Après l'été 2006, l'InVS avait déjà tenté d'évaluer son efficacité, sans y parvenir. Les données recueillies étaient trop peu nombreuses et ambiguës. La saison avait été caractérisée par un léger recul des noyades d'enfants, mais une hausse du nombre de décès par rapport à 2004 (38 noyades, 17 décès).
Fiabilité douteuse
Certes, la loi de 2006 n'est pas respectée partout. Selon la Commission de sécurité des consommateurs (CSC), mi-2008, 40 % des piscines privées étaient encore dépourvues de dispositif de sécurité. Il est vrai aussi que les alarmes sont d'une fiabilité douteuse, comme la CSC l'a relevé dans un avis de juin 2008. Faut-il envisager un durcissement de la réglementation, bannir les produits défectueux, rehausser la hauteur des barrières ? La réponse ne va pas de soi. Compte tenu de la part du hasard et de la négligence, il n'est pas certain qu'un durcissement législatif soit la réponse adaptée à un accident qui survient une quinzaine de fois par an. Dispositif de sécurité ou non, aucun enfant incapable de nager ne doit être laissé seul près d'un plan d'eau. Pourtant, des études menées en Australie et en Nouvelle-Zélande ont montré que les barrières endormaient la vigilance des parents, diminuant le progrès escompté en termes de sécurité. La Nouvelle-Zélande est le pays développé où les décès d'enfants par noyade dans la piscine familiale sont le plus nombreux. Elle a adopté dès 1987 une loi rendant obligatoires les barrières. Le nombre de morts annuels est passé de 11 avant la loi à 4 ensuite (ce qui fait tout de même l'équivalent de 65 décès, ramené à la population française, car la Nouvelle-Zélande compte seulement 3,8 millions d'habitants). Ce résultat correct, mais jugé décevant par les Néo-Zélandais, a été obtenu avec le renfort de campagnes d'information répétées.
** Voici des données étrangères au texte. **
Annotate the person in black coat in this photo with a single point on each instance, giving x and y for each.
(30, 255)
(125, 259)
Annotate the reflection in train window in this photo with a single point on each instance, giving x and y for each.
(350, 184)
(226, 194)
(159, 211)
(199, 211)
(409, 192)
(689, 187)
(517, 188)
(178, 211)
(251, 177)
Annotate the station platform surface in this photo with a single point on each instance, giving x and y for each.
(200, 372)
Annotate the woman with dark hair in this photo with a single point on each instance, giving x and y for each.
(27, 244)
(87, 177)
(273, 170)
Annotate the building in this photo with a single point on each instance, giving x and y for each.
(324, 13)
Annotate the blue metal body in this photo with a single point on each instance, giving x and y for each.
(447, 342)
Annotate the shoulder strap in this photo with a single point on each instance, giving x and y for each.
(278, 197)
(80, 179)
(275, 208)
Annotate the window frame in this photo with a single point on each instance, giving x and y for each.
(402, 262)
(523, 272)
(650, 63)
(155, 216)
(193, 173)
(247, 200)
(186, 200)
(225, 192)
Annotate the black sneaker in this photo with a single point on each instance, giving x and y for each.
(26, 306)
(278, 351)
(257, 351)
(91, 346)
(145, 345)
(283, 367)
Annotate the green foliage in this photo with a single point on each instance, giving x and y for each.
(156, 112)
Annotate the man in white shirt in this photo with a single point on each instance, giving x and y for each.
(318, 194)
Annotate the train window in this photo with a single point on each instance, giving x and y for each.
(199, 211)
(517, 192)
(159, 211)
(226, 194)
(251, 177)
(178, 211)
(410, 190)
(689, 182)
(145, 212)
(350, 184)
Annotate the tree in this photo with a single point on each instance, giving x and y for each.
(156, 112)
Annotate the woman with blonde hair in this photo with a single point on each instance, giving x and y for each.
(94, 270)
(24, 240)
Les lois ne peuvent pas tout, en particulier quand elles sont adoptées dans la précipitation. En France, quelques spécialistes avaient demandé une évaluation sérieuse de l'efficacité des différents dispositifs de sécurité qu'il était question de rendre obligatoires, et un effort renforcé de sensibilisation du grand public. Il serait peut-être temps de les écouter.